5

I have a small project of mine (please keep in mind that I'm just a python beginner). This project consists of few smaller .py files. First there is main.py that looks like this:

from Controller import Controller
import config as cfg

if __name__ == "__main__":
    for path in cfg.paths.values():
        if not os.path.exists(path):
            os.system(f"mkdir {path} -p")
    Con = Controller()
    Con.start()

so this program just creates some directories, creates Controller object and run its method. Controller.py loks like this:

import multiprocessing
import watchdog
import watchdog.events
import watchdog.observers
import watchdog.utils.dirsnapshot
import concurrent.futures
from AM import AM
import config as cfg

m = multiprocessing.Manager()
q = m.Queue()

class Handler(watchdog.events.PatternMatchingEventHandler):
    def __init__(self):
        # Set the patterns for PatternMatchingEventHandler
        watchdog.events.PatternMatchingEventHandler.__init__(self, patterns=['TEST*'],
                                                            ignore_directories=True, case_sensitive=False)

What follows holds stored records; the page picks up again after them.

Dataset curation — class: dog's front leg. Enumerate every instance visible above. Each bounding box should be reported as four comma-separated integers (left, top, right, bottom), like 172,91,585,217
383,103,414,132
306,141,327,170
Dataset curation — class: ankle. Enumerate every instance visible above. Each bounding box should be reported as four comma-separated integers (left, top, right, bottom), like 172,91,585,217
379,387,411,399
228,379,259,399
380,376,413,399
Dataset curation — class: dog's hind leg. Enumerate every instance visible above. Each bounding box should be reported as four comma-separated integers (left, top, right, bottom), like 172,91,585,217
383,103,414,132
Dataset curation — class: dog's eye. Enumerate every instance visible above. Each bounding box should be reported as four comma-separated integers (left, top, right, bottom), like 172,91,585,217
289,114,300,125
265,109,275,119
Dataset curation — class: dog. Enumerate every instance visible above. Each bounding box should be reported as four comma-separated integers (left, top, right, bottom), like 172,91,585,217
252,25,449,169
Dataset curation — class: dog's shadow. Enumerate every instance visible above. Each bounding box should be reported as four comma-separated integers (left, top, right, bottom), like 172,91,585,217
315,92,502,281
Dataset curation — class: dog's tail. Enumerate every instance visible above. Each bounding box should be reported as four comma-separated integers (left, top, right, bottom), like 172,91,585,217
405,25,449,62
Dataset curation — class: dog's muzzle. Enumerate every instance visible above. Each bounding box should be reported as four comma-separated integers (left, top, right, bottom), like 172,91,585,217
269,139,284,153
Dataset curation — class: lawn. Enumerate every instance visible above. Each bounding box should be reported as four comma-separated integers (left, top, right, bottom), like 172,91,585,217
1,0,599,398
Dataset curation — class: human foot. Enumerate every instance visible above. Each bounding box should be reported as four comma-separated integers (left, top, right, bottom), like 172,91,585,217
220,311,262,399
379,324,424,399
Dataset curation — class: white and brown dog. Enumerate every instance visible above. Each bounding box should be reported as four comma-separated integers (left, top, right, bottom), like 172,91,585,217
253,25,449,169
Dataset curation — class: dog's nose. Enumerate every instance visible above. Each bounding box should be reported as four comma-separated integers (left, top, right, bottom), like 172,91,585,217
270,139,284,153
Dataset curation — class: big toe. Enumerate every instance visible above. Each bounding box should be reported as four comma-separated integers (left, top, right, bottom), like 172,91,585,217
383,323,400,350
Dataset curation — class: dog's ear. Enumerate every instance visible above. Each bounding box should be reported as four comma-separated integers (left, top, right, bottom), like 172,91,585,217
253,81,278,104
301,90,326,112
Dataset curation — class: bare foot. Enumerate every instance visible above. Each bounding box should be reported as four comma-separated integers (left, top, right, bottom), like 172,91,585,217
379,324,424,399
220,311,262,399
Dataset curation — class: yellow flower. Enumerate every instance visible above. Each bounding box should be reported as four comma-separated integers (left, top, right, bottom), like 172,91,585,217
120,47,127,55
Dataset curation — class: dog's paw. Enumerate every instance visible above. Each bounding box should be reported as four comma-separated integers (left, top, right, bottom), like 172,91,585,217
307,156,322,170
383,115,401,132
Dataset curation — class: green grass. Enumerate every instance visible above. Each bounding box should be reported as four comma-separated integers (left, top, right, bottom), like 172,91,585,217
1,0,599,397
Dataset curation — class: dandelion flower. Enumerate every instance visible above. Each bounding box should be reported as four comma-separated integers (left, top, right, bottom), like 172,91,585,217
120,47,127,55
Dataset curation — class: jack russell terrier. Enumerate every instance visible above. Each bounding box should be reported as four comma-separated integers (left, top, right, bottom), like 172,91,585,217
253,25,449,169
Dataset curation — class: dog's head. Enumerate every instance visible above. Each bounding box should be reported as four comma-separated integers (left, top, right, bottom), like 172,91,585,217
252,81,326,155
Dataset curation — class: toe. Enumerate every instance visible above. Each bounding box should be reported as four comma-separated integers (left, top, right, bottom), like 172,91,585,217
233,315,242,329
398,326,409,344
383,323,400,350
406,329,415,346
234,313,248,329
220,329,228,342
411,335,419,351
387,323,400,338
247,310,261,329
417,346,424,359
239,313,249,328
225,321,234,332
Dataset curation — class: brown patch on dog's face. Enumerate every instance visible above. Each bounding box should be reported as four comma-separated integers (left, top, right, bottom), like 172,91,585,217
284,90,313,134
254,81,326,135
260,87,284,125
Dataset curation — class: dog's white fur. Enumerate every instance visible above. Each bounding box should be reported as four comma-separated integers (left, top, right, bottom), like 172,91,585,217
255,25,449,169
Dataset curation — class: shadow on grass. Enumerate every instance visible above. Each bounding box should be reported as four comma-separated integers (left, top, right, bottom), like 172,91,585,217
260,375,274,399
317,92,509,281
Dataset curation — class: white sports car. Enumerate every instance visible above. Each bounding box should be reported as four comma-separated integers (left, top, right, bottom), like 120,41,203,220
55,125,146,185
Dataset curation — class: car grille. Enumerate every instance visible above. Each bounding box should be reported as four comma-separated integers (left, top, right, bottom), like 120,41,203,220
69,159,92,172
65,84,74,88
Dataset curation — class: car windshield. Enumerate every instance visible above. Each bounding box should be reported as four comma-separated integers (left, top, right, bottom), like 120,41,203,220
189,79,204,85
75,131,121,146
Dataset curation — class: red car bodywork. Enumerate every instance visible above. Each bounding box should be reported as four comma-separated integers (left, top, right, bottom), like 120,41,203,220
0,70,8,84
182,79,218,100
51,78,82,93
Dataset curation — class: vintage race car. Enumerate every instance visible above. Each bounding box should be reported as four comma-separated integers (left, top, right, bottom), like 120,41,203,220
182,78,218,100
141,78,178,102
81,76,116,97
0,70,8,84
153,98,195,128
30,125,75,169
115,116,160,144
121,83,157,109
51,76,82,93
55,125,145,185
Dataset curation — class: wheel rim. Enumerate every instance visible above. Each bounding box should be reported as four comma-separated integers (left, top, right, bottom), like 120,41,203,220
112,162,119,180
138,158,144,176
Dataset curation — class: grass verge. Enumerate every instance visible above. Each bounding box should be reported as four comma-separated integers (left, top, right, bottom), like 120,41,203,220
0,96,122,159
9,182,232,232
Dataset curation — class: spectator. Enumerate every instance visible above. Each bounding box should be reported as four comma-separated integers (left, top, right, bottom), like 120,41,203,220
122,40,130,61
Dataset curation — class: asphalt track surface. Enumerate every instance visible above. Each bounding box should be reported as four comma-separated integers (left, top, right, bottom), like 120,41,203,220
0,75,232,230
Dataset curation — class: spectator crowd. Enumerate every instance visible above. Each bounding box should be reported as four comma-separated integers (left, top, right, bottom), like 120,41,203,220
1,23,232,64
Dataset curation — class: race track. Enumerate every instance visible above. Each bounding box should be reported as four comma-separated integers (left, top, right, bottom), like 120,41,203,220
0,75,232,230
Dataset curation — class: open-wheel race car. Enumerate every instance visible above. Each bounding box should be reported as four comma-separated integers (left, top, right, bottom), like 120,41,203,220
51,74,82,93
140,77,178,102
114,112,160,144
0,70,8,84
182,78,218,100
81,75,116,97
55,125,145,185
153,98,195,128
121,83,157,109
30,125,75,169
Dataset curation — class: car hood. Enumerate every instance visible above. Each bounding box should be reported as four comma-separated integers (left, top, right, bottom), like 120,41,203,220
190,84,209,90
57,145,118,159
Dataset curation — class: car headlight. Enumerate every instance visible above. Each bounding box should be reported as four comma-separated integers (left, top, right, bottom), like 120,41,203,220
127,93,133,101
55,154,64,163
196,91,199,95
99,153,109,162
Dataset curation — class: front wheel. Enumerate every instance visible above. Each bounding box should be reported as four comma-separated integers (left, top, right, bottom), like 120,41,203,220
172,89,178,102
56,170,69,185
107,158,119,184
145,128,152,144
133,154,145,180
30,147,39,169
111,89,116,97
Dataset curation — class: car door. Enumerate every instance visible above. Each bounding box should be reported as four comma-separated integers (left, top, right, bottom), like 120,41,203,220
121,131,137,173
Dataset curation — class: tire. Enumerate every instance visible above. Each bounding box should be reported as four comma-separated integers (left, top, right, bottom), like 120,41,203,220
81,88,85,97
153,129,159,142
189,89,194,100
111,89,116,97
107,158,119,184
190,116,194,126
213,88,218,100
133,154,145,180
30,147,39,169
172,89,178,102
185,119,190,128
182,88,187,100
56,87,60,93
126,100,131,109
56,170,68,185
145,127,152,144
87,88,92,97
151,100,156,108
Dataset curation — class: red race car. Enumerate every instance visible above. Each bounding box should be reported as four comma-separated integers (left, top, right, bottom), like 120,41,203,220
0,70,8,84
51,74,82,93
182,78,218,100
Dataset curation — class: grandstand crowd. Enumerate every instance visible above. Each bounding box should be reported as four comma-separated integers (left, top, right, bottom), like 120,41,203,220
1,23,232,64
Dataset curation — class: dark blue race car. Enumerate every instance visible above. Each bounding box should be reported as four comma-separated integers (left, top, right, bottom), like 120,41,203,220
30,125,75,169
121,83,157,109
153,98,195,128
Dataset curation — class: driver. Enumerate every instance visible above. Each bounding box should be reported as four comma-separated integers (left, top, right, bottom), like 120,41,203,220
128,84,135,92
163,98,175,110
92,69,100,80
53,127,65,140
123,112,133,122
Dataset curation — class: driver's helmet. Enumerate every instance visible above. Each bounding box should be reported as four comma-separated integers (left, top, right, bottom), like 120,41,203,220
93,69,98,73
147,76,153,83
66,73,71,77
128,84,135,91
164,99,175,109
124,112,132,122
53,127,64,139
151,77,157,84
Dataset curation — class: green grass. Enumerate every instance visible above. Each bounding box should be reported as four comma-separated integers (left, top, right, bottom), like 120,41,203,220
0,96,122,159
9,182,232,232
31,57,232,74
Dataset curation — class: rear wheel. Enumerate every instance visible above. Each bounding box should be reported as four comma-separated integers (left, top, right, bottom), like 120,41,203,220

    def on_created(self, event):
        logging.info("AM Watchdog received created event - % s." % event.src_path)
        q.put(event.src_path)

    def on_moved(self, event):
        logging.info("AM Watchdog received modified event - % s." % event.src_path)
        q.put(event.src_path)

class Controller:
    def __init__(self):
        pass

    def _start_func(self, newFname):
        try:
            res = AM(f"{newFname}").start()
            return res
        except:
            return 1

    def start(self):
        event_handler = Handler()
        observer = watchdog.observers.Observer()
        observer.schedule(event_handler, path=cfg.paths["ipath"], recursive=True)
        observer.start()
        
        try:
            while True:
                time.sleep(1)
                with concurrent.futures.ThreadPoolExecutor(max_workers=cfg.workers) as executor:
                    futures = {}
                    while not q.empty():
                        newFname = q.get()
                        futures_to_work = executor.submit(self._start_func, newFname)
                        futures[futures_to_work] = newFname

                    for future in concurrent.futures.as_completed(futures):
                        name = futures.pop(future)
                        print(f"{name} completed")
                    
        except KeyboardInterrupt:
            observer.stop()
        observer.join()

This program is more complex than last one (and there is probalby few things wrong with it). Its purpose is to observe a directory (cfg.paths["ipath"]) and wait for TEST* file to appear. When it does, its name is added to queue. When queue is not empty a new future from concurrent.futures.ThreadPoolExecutor is created, the name is passed to _start_func method. This methods create a new object from AM.py and run it. Thought process behind it was that I wanted a program that wait for a TEST* file to appear and then do some operations on it, while being able to work on multiple files at once and working on them in the order they appear. AM.py looks like this:

import subprocess

class AM():
    def __init__(self, fname):
        pass
   
    def test_func(self, fname):
        c = f"some_faulty_unix_program {fname}".split(" ")
        p = subprocess.run(c, capture_output=True, text = True)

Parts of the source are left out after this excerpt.